Friday, December 5, 2008
The November employment report was nothing but treacherous. The monthly nonfarm payroll fell 533,000, and the decline was broad-based. The goods-producing industries slashed another 163k jobs, while service industries cut more , 370k, which alone exceeds the market's expected decline in total nonfarm payroll , 300k.
There is absolutely no silver lining in this report, except that the last two men standing are education and health care and government, who added 52k and 7 jobs, respectively. But even those giants are subject to fall. The labor market is sliding off a cliff and setting all sorts of records along the way. However, the size of the record - 34 years or 28 years - depends how you measure the decline.

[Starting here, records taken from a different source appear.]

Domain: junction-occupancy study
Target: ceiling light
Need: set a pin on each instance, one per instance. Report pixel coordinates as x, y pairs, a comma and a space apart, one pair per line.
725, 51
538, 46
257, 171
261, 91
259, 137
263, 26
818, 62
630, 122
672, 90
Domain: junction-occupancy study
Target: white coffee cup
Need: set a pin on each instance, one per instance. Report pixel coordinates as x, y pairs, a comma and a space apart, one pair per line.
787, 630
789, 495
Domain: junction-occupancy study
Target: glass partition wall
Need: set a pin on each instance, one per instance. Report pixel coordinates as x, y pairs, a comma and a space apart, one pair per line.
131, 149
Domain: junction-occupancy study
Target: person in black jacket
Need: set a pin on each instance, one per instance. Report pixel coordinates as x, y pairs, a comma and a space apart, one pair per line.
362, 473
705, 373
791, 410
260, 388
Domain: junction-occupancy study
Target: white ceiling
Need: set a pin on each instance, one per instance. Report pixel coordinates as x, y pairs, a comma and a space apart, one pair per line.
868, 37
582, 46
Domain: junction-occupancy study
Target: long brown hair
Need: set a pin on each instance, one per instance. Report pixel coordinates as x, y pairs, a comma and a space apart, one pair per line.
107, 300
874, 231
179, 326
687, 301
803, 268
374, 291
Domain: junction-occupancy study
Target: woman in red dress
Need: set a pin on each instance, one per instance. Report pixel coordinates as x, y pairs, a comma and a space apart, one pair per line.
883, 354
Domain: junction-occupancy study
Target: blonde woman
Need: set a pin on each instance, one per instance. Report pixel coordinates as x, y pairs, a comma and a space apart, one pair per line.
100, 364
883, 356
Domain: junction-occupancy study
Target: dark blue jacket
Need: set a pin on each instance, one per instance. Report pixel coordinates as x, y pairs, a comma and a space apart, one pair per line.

Obviously the media wants the biggest record possible:
U.S. job losses worst since 1974 as downturn deepens
While that is true in levels…
Somehow the media’s headlines sell better than would mine, but mine is a better representation of the proportion of the decline. A percentage change relates the magnitude of the payroll drop to the size of the payroll, which changes over time.
To be sure, the report was certainly troubling. A weak labor market – scratch that – a weaker-than-expected-and-set-to-worsen-futher labor market throws fuel on an already burning housing market and openly combusting consumption. But if the economy is going to get gloomier, why not wait to set the bigger record then?